Sunday 29th May 2011
Birding in Warwickshire can be a bit samey away from reservoirs and old gravel workings. Particularly with songbirds in decline. I got quite excited yesterday hearing 3 Lesser Whitethroats singing in the hedges along my walk around Caldecote Hall, between Nuneaton and Atherstone. Birds were few and far between, keeping down in the strong wind. I heard a few Whitethroats and saw a small flock of Linnets and a dozen or so Skylarks. So nothing unusual, its times like these that the mind starts to wander, imagining what might be on the track just round the next bend or perched up in the next group of bushes. What comes into your mind comes into my mind are species which are extremely unlikely but just possible. In the past it might have included Wryneck or Golden Oriole but now I'd be happy to see a Turtle dove or Spotted Flycatcher in North Warwickshire. The fantasy list has got bigger. So, back in the real world I was also pleased to find a pair of Grey Partridge on the walk.
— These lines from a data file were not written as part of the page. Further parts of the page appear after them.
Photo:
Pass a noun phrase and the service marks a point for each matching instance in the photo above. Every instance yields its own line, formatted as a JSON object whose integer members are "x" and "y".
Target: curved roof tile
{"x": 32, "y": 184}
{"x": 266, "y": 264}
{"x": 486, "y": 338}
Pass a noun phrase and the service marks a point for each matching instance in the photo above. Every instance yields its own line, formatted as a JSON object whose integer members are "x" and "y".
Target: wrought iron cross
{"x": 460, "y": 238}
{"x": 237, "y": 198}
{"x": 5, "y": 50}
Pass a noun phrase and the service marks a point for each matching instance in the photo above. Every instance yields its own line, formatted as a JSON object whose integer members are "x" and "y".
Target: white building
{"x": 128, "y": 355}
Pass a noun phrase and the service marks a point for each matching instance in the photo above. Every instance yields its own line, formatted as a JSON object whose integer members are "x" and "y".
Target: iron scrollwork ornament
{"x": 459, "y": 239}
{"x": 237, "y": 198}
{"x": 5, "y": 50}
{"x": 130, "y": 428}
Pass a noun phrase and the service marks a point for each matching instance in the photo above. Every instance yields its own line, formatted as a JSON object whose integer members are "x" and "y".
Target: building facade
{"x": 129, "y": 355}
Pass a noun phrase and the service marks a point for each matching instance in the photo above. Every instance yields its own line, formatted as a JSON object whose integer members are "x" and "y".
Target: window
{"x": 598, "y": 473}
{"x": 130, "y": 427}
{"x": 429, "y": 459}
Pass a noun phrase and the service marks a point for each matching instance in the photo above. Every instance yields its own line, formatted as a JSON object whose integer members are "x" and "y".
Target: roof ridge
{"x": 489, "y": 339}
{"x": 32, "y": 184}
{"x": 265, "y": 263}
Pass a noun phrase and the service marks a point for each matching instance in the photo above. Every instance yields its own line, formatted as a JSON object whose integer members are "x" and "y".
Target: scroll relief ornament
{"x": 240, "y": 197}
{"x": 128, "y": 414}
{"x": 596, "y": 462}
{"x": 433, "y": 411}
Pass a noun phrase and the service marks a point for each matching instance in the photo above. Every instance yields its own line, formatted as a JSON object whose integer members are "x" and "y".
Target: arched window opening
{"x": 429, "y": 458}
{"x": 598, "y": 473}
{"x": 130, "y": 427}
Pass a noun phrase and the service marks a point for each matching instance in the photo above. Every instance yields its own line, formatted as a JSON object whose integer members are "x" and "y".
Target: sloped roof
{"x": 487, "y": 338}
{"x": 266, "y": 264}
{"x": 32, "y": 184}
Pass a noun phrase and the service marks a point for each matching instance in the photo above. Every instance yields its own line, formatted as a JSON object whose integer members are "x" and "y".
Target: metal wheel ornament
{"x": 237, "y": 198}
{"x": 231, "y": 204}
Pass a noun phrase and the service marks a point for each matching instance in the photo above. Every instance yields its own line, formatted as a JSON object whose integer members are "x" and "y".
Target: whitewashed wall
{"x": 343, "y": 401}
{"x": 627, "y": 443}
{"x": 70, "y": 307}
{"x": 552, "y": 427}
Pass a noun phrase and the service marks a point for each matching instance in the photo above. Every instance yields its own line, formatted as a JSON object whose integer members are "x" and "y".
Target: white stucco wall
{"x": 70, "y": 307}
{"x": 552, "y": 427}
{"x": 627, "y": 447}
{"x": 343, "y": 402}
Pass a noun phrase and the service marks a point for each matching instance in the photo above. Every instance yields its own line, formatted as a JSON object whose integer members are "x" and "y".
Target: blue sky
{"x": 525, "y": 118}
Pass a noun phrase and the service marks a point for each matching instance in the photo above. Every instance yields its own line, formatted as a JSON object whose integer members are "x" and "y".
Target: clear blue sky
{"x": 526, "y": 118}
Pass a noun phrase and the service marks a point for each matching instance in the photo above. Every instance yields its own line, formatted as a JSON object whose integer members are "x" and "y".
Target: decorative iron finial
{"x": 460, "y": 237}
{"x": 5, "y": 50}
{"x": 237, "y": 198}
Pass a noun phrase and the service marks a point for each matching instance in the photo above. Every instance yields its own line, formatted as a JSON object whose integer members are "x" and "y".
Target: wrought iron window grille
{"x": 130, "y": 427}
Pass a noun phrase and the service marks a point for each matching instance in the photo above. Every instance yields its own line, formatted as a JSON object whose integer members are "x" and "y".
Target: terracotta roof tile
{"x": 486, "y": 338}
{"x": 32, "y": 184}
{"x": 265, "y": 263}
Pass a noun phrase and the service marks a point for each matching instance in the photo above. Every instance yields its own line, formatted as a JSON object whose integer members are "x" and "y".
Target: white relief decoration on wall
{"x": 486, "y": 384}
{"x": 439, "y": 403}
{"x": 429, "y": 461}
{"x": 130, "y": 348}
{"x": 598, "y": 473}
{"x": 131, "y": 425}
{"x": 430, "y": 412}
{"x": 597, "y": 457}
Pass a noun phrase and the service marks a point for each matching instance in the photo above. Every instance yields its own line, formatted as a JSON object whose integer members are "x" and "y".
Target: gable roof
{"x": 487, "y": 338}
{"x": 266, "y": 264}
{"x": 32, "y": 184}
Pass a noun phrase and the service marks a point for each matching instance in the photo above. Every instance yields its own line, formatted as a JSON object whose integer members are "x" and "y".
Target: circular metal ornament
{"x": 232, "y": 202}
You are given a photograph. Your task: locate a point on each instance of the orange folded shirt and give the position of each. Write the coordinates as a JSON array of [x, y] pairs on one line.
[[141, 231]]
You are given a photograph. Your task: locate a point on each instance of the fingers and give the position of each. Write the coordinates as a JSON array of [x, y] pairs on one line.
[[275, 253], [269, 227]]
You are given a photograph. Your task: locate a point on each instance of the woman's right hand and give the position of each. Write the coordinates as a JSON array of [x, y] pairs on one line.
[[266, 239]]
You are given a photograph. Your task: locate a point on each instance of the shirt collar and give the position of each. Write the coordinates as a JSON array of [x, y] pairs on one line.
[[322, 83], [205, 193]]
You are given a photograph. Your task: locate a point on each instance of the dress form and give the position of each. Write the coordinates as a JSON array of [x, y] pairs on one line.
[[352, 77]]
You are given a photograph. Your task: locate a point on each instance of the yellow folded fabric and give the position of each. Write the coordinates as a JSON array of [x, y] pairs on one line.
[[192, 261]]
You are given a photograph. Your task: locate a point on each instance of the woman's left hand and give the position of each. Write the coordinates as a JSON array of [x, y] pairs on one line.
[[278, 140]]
Other species encountered included a single Yellow Wagtail, 6 Stock Doves, a pair of Lapwing, a Yellowhammer and the a couple of Kestrel. Corvids were well represented paticularly Magpies and Jackdaws, the numbers of both have increased dramatically in my area in recent years. They must be heavily predating ground nesting species at the moment in these dry conditions. Even the Wheat is barely a foot high and many other crops with the exception of Oil seed Rape has barely germinated, offering very little cover for nesting birds.
The walk also produced a Grass Snake which moved very slowly through some long grass at the edge of one of the Wheatfields.